Laurie’s encounter with Michael is cathartic. It almost feels like she is exorcising her demons with every shot and grunt and stab.
If in the first Halloween Michael wasn’t stopping at anything, in this film the unstoppable one is Laurie.
Ultimately, she’s not alone. This time she has Karen and Allyson by her side.
In the first Halloween, we were introduced to the resourceful Final Girl. In the latest Halloween, we are introduced to the force of women when they stand together.
Although Karen and Laurie have a broken relationship, Allyson tries to reconnect with her grandmother – almost as the younger generation is doing today, reclaiming their power and believing other women.
Karen, however, deals with her own trauma. Not by Michael, but by her mother. Laurie forced her to learn how to use a gun at the age of eight and Karen wants to run from that.

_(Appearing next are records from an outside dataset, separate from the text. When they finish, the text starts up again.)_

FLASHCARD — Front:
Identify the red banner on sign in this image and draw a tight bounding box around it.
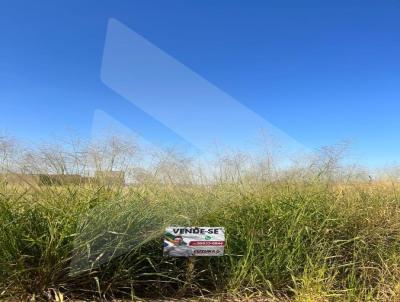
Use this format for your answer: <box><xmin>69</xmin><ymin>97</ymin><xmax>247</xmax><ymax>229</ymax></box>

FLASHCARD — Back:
<box><xmin>189</xmin><ymin>241</ymin><xmax>225</xmax><ymax>246</ymax></box>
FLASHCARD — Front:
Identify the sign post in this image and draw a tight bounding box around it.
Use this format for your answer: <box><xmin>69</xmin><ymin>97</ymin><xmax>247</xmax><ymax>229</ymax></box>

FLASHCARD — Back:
<box><xmin>164</xmin><ymin>227</ymin><xmax>225</xmax><ymax>257</ymax></box>
<box><xmin>163</xmin><ymin>227</ymin><xmax>225</xmax><ymax>294</ymax></box>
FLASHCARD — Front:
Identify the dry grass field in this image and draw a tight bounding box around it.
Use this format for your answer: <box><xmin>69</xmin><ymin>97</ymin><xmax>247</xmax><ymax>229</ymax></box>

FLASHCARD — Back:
<box><xmin>0</xmin><ymin>136</ymin><xmax>400</xmax><ymax>301</ymax></box>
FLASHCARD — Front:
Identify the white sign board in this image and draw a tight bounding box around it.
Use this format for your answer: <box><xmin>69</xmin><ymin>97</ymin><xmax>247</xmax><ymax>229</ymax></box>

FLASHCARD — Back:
<box><xmin>164</xmin><ymin>227</ymin><xmax>225</xmax><ymax>257</ymax></box>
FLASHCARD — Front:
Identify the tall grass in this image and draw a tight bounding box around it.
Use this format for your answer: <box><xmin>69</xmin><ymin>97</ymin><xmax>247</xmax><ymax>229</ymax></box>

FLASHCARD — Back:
<box><xmin>0</xmin><ymin>139</ymin><xmax>400</xmax><ymax>301</ymax></box>
<box><xmin>0</xmin><ymin>181</ymin><xmax>400</xmax><ymax>301</ymax></box>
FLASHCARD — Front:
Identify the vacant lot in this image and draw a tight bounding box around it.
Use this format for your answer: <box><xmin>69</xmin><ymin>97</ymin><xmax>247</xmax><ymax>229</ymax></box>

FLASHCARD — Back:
<box><xmin>0</xmin><ymin>180</ymin><xmax>400</xmax><ymax>301</ymax></box>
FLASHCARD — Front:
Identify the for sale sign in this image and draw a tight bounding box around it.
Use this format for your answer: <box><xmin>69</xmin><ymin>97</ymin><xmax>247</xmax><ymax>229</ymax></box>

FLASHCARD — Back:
<box><xmin>164</xmin><ymin>227</ymin><xmax>225</xmax><ymax>257</ymax></box>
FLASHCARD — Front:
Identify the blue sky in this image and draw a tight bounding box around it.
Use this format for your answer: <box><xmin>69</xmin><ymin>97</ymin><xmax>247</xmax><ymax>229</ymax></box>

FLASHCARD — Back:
<box><xmin>0</xmin><ymin>0</ymin><xmax>400</xmax><ymax>165</ymax></box>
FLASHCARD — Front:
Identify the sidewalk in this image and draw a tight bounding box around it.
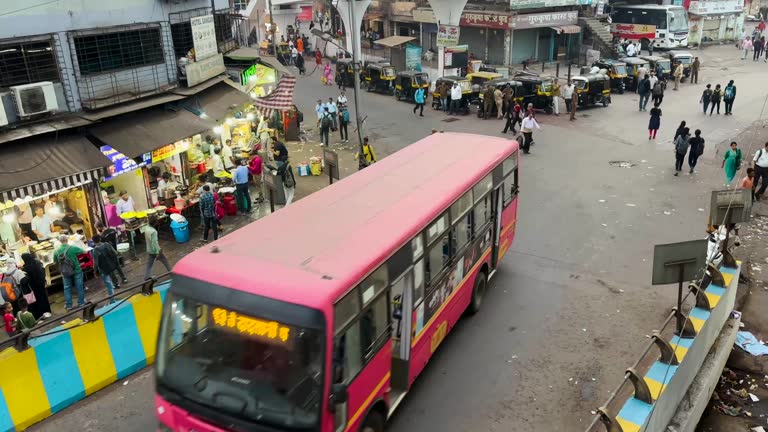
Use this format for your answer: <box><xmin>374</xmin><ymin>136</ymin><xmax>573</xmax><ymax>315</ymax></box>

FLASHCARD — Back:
<box><xmin>33</xmin><ymin>133</ymin><xmax>364</xmax><ymax>322</ymax></box>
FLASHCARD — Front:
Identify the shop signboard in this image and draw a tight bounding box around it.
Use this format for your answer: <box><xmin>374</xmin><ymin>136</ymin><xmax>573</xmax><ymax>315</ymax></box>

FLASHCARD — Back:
<box><xmin>509</xmin><ymin>11</ymin><xmax>579</xmax><ymax>30</ymax></box>
<box><xmin>509</xmin><ymin>0</ymin><xmax>593</xmax><ymax>10</ymax></box>
<box><xmin>459</xmin><ymin>12</ymin><xmax>510</xmax><ymax>30</ymax></box>
<box><xmin>611</xmin><ymin>23</ymin><xmax>656</xmax><ymax>39</ymax></box>
<box><xmin>189</xmin><ymin>15</ymin><xmax>219</xmax><ymax>61</ymax></box>
<box><xmin>405</xmin><ymin>44</ymin><xmax>421</xmax><ymax>72</ymax></box>
<box><xmin>240</xmin><ymin>64</ymin><xmax>277</xmax><ymax>87</ymax></box>
<box><xmin>152</xmin><ymin>140</ymin><xmax>189</xmax><ymax>163</ymax></box>
<box><xmin>100</xmin><ymin>145</ymin><xmax>152</xmax><ymax>181</ymax></box>
<box><xmin>437</xmin><ymin>25</ymin><xmax>460</xmax><ymax>47</ymax></box>
<box><xmin>184</xmin><ymin>54</ymin><xmax>227</xmax><ymax>87</ymax></box>
<box><xmin>688</xmin><ymin>0</ymin><xmax>744</xmax><ymax>15</ymax></box>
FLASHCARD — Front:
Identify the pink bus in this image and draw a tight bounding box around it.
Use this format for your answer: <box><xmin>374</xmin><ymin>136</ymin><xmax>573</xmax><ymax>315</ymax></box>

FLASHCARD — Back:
<box><xmin>155</xmin><ymin>133</ymin><xmax>518</xmax><ymax>432</ymax></box>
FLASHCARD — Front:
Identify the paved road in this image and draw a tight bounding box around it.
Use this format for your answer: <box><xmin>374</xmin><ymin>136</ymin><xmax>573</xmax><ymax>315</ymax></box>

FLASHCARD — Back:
<box><xmin>31</xmin><ymin>42</ymin><xmax>768</xmax><ymax>432</ymax></box>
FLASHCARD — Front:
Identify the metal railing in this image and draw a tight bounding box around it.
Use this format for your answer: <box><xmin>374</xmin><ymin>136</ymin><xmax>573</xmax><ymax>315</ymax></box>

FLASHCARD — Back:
<box><xmin>0</xmin><ymin>272</ymin><xmax>171</xmax><ymax>352</ymax></box>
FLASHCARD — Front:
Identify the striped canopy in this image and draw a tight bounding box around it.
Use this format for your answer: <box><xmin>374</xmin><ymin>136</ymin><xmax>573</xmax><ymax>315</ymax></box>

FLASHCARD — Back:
<box><xmin>253</xmin><ymin>75</ymin><xmax>296</xmax><ymax>117</ymax></box>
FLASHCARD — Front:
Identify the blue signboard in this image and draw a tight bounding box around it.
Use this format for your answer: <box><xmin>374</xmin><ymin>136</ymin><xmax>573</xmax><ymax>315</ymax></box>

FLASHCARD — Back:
<box><xmin>100</xmin><ymin>145</ymin><xmax>152</xmax><ymax>181</ymax></box>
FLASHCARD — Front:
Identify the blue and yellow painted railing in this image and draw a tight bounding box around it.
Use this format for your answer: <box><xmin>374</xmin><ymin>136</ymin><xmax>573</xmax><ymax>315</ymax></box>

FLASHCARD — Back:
<box><xmin>587</xmin><ymin>262</ymin><xmax>741</xmax><ymax>432</ymax></box>
<box><xmin>0</xmin><ymin>283</ymin><xmax>168</xmax><ymax>432</ymax></box>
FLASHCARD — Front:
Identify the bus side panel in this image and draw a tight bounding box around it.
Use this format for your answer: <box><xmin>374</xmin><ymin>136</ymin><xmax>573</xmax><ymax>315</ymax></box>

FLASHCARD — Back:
<box><xmin>498</xmin><ymin>197</ymin><xmax>519</xmax><ymax>262</ymax></box>
<box><xmin>345</xmin><ymin>339</ymin><xmax>392</xmax><ymax>431</ymax></box>
<box><xmin>408</xmin><ymin>246</ymin><xmax>491</xmax><ymax>385</ymax></box>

She doesn’t believe the urgency and the need to be that scared.
She is against it until the moment she needs to protect herself and her daughter; she uses her strength by disguising it under a façade of weakness.
And Allyson, much like her grandmother did 40 years ago, subverts the expectations of femininity – she wears a suit to the school dance, she doesn’t let herself be treated badly and she demands, and expects, respect.
Yes, she runs, but she also holds the knife tightly whenever she needs to without hesitation.
And Laurie is flawed. She’s fearless, but she’s afraid. She’s strong but she also has a weakness; all of which make her a human character.
She runs, but she is not running away like she did in Halloween H20. In this film, she is running towards Michael and towards her destiny, not just embracing it but shaping it herself.
Green’s Halloween feeds perfectly our nostalgia hunger and it also carries a stamp of originality.
Some of it comes in the form of jokes, as the filmmakers behind this project come from the comedy genre. The comic relief doesn’t bother me that much, but it certainly did not help at times.
I’m not saying some of the dialogue wasn’t funny, but it just didn’t belong in the scene.
It’s not believable when someone cracks a joke when a dangerous serial killer is after them, and as a member of the audience I felt robbed of my right to be scared when not even the characters in the scene were seemingly afraid
Moreover, there is this idea that the police will bring us comic relief. Maybe Hitchcock introduced that when he made everyone who was wearing a police uniform entirely useless, and that is something that belongs to horror films in general.
Even Scream 4 used two police officers’ dialogue as the comedic moment the film didn’t need.
In Halloween this is no different. Two police officers have a conversation about a hamburger, that it came straight from John Travolta’s mouth in Pulp Fiction. In those moments I felt the need to have more tension; it would’ve made the film much scarier.
The death scenes felt as if they came directly from 1978. Halloween isn’t gore or shock driven. Its character driven, and Laurie was steering the wheel perfectly into the climax of the film.
The killings are an ode to Carpenter, and different from contemporary horror films. Most killings happen off-screen, and we only see the aftermath.
And all because Halloween isn’t torture-porn. It’s about trauma and the lingering effects of it.
Moreover, it’s a celebration to John Carpenter’s 1978 masterpiece.
It’s not perfect, of course, but it’s a very, very good film!